One benefit of a new .05 offence is that these drivers would face something more serious than a brief suspension imposed at the roadside. Members would need to decide whether making over .05 a criminal offence is appropriate given that they are a greater danger than the sober driver but not as dangerous as the driver who is over .08.
If it is considered appropriate to make over .05 a criminal offence, members will need to consider the merits in the creation of a ticketing regime under the Criminal Code as is proposed in Bill C-376. The idea is innovative and the drafters have developed a detailed proposal. I suspect that when most of us hear about a ticket we think about a speeding ticket filled out at the side of the road. The police officer gives the ticket to the driver and they both go on their way. One is happy and one is not so happy. The police submit the ticket and the driver can either mail in the stipulated fine or contest the ticket. If the driver does nothing, he or she will be found guilty and the province will take measures to collect the fine.

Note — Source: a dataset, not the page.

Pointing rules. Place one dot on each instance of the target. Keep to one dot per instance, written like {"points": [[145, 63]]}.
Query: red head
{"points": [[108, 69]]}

This proposed ticket in Bill C-376 is very different. Criminal Code convictions are based on an approved instrument reading at the police station, not on the reading of a screening device used at the roadside. Failing, the screener gives the officer reasonable grounds to demand that the driver come to the station to be tested on the approved instrument.
To prove the new over .05 offence, the police would need to take the driver to the station. They also would need to fingerprint the driver so that the police information system can keep track of the convictions. Moreover, the driver would not be able to simply mail the fine in. The driver would need to attend at a court within 21 days to pay the fine and have imposed a prohibition from driving.
In these circumstances, I question whether this ticketing scheme will be used very much by the police. When they stop the driver who blows under .08 but over .05 at the roadside, will they take the driver back to the station and wait around while he consults counsel? I suspect the officer will be more likely to impose the short provincial roadside suspension in order to leave him or herself free to deal with much more dangerous drivers with high blood alcohol contents.
In summary, Bill C-376 addresses a serious concern and it should be given due consideration by this House. However, we must hear from the police, prosecutors, provincial licensing officials and all stakeholders. We must ensure that any change we make will work on the ground.